Le directeur du Nouvel Observateur explique que le libéral libertaire «sape l'idée même de la Loi»? Vous seriez l'incarnation de ceux qui défendent le contrat contre la loi...
Pourquoi la question est-elle posée comme ça en France? Parce que les forces sociales, les syndicalistes n'ont pas confiance en eux-mêmes. C'est leur faiblesse: l'Etat, la loi sont nécessaires parce que nous sommes faibles. Je peux à la rigueur comprendre cette manière de penser car le Medef se sentant fort dit: «Je n'ai pas besoin de loi, j'impose mon contrat». Cette stratégie du Medef est catastrophique. Car même si on estime que le contrat est nécessaire, que la démocratie vit aussi de la capacité des forces sociales à trouver les forces de ne pas être toujours guidées par l'Etat, le Medef, avec son arrogance, pousse en réalité toujours l'Etat à agir.
Prenons un exemple: les retraites.
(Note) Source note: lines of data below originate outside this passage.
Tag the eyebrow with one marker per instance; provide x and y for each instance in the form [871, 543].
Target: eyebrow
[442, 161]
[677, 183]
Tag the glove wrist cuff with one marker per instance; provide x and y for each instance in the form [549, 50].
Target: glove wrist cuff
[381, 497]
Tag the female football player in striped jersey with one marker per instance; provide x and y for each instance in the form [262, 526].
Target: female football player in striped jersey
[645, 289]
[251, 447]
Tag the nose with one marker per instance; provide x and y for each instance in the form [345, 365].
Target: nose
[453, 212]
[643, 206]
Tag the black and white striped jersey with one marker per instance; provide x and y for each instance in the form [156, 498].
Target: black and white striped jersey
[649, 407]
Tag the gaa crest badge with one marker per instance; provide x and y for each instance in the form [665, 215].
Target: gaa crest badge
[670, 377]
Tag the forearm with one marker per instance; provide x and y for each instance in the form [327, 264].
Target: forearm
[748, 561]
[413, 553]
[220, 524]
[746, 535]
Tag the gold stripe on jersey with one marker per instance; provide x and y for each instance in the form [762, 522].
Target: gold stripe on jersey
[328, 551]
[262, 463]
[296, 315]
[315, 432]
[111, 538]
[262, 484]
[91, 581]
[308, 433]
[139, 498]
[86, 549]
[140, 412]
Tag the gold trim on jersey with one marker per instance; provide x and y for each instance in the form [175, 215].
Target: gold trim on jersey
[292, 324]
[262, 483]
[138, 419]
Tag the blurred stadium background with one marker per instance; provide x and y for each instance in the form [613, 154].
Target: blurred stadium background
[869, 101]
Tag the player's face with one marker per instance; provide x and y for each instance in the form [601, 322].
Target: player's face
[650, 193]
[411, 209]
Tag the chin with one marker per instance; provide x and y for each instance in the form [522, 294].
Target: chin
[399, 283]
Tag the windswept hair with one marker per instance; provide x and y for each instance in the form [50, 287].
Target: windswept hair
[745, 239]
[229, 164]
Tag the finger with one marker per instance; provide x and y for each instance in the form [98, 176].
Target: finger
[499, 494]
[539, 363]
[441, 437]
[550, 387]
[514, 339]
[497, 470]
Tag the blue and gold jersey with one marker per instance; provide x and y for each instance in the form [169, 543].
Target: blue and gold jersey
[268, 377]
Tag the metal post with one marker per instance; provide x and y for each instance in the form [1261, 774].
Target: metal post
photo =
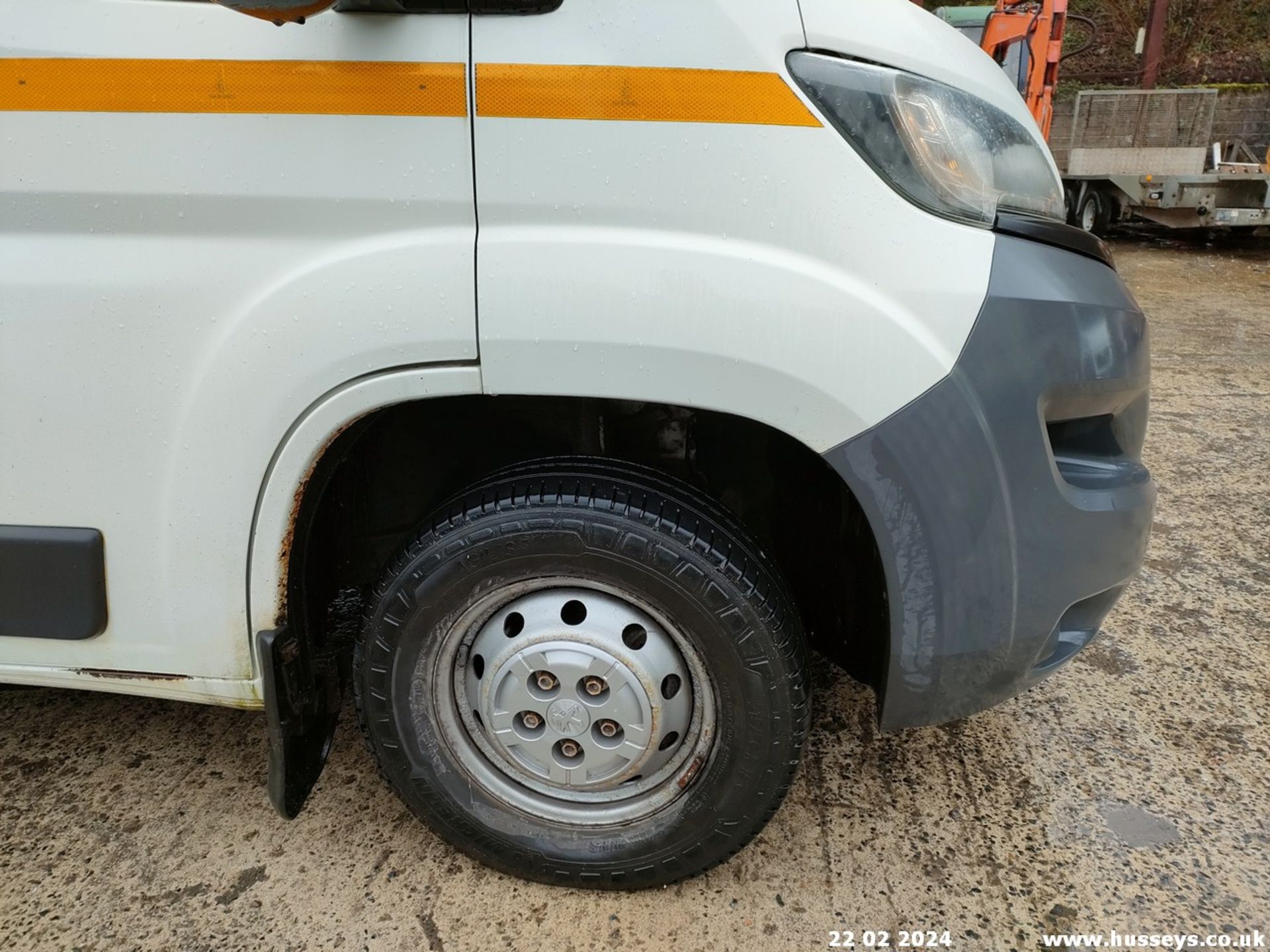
[1155, 45]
La solution viendra-t-elle de la loi ou du contrat? Moi, libéral libertaire, je veux l'autonomie du choix. Pourquoi un syndicat déciderait que tout le monde doit prendre sa retraite à 55, 60 ou 62 ans? Pourquoi le patronat déciderait que tout le monde doit travailler jusqu'à 70 ans? Qu'est-ce que c'est que cette histoire? Je crois qu'il y a des métiers où les gens veulent et doivent pouvoir prendre leur retraite à 56, 57 ans. Il y a des métiers où les gens veulent continuer à mi-temps? L'autonomie, pour moi, c'est comment une société permet aux individus de réaliser leur projet de vie. Voilà le libéral libertaire. Le rôle de l'Etat pour moi aujourd'hui est d'assurer la possibilité de l'autonomie, de la décision des individus dans des groupes sociaux. Ce n'est pas le débat contrat ou Etat. Evidemment que l'Etat doit garantir la solidarité de la retraite par répartition. En même temps, il doit garantir l'égalité des chances face à un monde aussi inégalitaire. Et l'Europe doit nous permettre d'être des partenaires réels des Américains, capables de dire non, de se battre pour une régulation sociale et écologique de la mondialisation.
(1) Journal du groupe «Vive la révolution!», des années 70, tendance maoïste libertaire.
(2) Le philosophe René Schérer et le journaliste Guy Hocquenghem ont notamment dirigé en 1976 un numéro de la revue Recherches, plaidoyer pour la libre sexualité des enfants.